Credit goes to Weiner Festwochen for having a great relationship with their audience (and to us for proposing a show that only needs to sell 25 tickets to be sold out).

Now we just need to make the damn thing.

James

Link

Monday, March 05, 2007

 

Dispatch From Budapest

One thing which I haven't been able to get out of my following our time in Budapest, is the British Council questionnaire. I've always known that their agenda is essentially a diplomatic effort, but I was amazed to see it presented so bluntly by young Hungarian recruits, funded by British Council Hungary, asking visitors if Of All The People In All The World had 'improved their perception of Britain'.

Seemed a big ask of anything, let alone a theatre company. Thing is, when I sneaked a look at the answers, most said 'yes'. I now hear that the thinktank Demos are claiming that culture can solve international disputes, based partly on research gathered from the British Council.

I've been used to making claims about the arts before - finding it sitting in regeneration/health/education agendas - but this is a new one. We appear to be involved in resolving the war on terror.

What makes this job more worrying is how vulnerable we are to dodgy translation. I massively enjoyed the confusion of a Hungarian radio reporter when Jack appeared to be telling her that he formed the Stan’s Cafe as a ten year old boy.

Nick Walker


Thursday, March 01, 2007

 

Constance Brown: Day 1

This blog won’t descend into a blow by blow account of our devising process, we’re not conceited enough to think this of any interest and I’m not candid enough to admit until afterwards that there are ever any moments when we think that everything is anything other than totally on track to being a triumph.

This said, today, Day 1, was a great start. Everyone was fired up, everyone is excited by the possibilities, everyone was firing ideas off. It looks like a fine team.

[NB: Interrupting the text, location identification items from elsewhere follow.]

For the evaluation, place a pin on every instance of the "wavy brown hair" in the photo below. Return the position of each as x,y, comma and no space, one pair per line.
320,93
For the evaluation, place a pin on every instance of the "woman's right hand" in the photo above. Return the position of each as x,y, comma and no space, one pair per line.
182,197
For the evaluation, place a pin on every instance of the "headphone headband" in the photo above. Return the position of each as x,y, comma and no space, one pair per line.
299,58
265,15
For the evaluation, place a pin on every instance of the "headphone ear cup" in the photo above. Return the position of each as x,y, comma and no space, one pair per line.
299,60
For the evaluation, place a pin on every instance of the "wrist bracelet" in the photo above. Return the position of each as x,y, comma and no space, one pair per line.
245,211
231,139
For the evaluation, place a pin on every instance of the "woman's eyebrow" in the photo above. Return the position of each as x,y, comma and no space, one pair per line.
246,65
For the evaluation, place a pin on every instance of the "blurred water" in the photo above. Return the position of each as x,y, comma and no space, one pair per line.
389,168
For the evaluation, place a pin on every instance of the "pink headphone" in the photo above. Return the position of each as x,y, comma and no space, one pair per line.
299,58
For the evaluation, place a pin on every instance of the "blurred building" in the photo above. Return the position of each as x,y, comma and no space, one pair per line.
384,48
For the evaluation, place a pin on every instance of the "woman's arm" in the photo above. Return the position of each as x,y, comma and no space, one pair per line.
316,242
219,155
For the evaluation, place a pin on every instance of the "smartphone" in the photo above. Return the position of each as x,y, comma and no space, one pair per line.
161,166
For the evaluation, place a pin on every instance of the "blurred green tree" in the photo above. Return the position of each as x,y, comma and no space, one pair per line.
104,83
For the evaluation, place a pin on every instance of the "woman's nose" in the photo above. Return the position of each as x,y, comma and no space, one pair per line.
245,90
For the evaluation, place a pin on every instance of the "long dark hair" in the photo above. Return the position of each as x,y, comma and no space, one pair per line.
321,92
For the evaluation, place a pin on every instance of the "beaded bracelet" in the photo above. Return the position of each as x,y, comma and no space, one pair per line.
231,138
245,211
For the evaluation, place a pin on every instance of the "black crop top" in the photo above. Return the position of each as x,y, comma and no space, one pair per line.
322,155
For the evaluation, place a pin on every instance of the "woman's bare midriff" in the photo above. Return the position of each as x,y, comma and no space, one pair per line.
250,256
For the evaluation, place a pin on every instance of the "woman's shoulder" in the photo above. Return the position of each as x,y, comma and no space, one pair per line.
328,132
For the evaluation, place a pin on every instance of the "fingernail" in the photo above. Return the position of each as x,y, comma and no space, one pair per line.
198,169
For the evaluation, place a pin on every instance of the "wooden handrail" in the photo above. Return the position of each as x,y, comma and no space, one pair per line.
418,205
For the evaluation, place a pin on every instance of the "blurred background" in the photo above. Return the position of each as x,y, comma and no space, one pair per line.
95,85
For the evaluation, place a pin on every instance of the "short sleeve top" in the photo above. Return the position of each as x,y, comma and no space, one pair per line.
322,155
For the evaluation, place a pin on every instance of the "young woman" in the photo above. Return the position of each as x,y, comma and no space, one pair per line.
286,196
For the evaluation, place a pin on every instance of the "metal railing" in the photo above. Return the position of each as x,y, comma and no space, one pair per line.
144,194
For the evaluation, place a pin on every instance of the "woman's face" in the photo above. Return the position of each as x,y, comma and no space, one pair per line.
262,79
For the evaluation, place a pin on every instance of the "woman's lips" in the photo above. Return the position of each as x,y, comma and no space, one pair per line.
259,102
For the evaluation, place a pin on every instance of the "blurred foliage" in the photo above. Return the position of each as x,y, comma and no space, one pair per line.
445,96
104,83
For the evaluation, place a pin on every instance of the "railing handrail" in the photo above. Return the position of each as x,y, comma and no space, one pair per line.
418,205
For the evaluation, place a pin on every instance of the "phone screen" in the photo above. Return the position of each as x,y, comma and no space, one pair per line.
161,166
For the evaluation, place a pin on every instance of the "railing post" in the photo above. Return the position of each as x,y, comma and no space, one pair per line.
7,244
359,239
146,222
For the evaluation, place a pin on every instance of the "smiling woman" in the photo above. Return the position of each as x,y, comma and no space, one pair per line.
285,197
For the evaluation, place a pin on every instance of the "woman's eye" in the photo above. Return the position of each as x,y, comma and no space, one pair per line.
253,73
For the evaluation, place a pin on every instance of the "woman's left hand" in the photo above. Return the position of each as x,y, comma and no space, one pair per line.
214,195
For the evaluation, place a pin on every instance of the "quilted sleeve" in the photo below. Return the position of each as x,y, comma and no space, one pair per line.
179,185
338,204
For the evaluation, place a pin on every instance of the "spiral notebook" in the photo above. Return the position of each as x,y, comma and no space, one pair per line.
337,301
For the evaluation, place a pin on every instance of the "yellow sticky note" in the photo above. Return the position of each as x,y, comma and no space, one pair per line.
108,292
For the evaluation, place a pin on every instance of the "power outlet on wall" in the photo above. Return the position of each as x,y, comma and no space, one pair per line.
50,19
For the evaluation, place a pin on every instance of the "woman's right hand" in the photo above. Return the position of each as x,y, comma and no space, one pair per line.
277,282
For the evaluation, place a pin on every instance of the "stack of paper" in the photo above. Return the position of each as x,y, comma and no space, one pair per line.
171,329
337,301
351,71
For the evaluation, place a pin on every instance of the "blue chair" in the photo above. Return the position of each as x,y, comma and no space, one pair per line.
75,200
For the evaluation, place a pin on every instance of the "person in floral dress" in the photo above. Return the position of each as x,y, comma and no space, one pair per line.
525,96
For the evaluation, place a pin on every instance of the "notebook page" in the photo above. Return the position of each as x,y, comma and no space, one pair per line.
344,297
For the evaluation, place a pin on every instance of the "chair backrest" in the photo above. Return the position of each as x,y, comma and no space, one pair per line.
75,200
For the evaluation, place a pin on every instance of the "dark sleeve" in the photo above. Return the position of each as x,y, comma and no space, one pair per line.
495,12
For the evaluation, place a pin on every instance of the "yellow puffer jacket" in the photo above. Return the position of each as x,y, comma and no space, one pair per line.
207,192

With luck the resolution on this image is high enough to give you a flavour of the day without being so high that rival theatre companies can nick our exciting ideas.

James


 

Yesterday and Today

A good Do at Frankley Community High School yesterday evening, celebrating all the creative partnerships work with an exhibition. Lots of parents and teachers turned up, which is always key. For the first time we saw the great carnival costumes that Ana and a new collaborator Gary had created with the pupils, they were spectacular, thoughtful and playful. There was a bit of shock in the air as the presence of Paul Chowdhry AKA DJ Moyma had lured in kids whose presence on the school premises is never guaranteed in school time, never mind after school. It was a good punctuation point for the work that’s being going on out there.

This morning is a very exciting one: the first day’s rehearsal for The Cleansing Of Constance Brown. On the equivalent day for the two previous shows I have been terrified, now it is pure anticipation.